There’s a part of me that still wants to train like I used to. To push harder. To do more. To sweat like I did in those earlier years. But I’m learning that this phase of life isn’t about doing more, it’s about doing what’s right.
The Shift I Didn’t Expect (But Needed)
As I’ve been reading The Self-Care Solution by Dr. Jen Ashton, the April chapter is all about cardio and finding balance. I think it will resonate for anyone who isn’t sure what type of exercise if best. Jen’s experience was shifting away from heavy cardio and learning to embrace strength training as well.

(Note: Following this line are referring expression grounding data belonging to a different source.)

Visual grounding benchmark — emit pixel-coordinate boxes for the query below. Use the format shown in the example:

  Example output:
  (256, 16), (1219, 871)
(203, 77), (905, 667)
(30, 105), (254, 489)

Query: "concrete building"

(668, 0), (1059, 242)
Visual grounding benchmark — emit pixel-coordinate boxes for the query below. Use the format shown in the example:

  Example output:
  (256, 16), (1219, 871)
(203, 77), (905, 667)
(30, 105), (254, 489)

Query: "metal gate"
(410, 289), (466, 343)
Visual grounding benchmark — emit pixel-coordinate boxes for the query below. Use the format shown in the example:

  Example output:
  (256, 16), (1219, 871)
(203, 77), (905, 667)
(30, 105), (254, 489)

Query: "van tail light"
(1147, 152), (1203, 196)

What stood out most was this: Both cardio and strength training are essential as we get older, and it’s important to find the right balance. Exercise recommendations are at least 150 minutes of moderate intensity cardio each week, plus two sessions of strength training.
Top benefits of cardio include:
Brain health and mental clarity
Reducing the risk of certain cancers
Supporting blood pressure, cholesterol, and insulin levels
Top benefits of strength training include:
Bone density and bone health (which is so important post menopause)
Muscle mass for overall strength
Boosted metabolism
But like so many things in midlife… it’s about how we do it now.
What I’m Focusing on Now
Instead of long, intense runs, I’m shifting into a more balanced approach:
Strength training is becoming my foundation
Walking and walk + run intervals are part of my routine
When I do run, it’s intentional, keeping it in Zone 2 (for me, under a 132 heart rate)
My runs are shorter now, often just 2 or 3 miles
And honestly… this is where I’m stretching myself the most:
I’ve decided to start working with a personal trainer.
Even with all the years of fitness experience I have, I’m realizing that my body is different now. Hormones play a role. Recovery looks different. Building and maintaining muscle requires a new level of intention.
And I’m ready to learn what that looks like now.
If You’re Feeling This Too…
If exercise feels harder than it used to…
If your body isn’t responding the same way…
If you’re wondering what works now…
You’re not alone.
Dr. Ashton shares a few simple reminders that I’m holding onto:
Start slow
Find something you enjoy
Create accountability or community
Align movement with something that excites you
I’ve also been more intentional about how I fuel and support my workouts in terms of hydration, recovery, and overall wellness.
I’ll be sharing more about that in the coming weeks, including products I’m using, what’s working, and how it’s supporting me in this phase of life.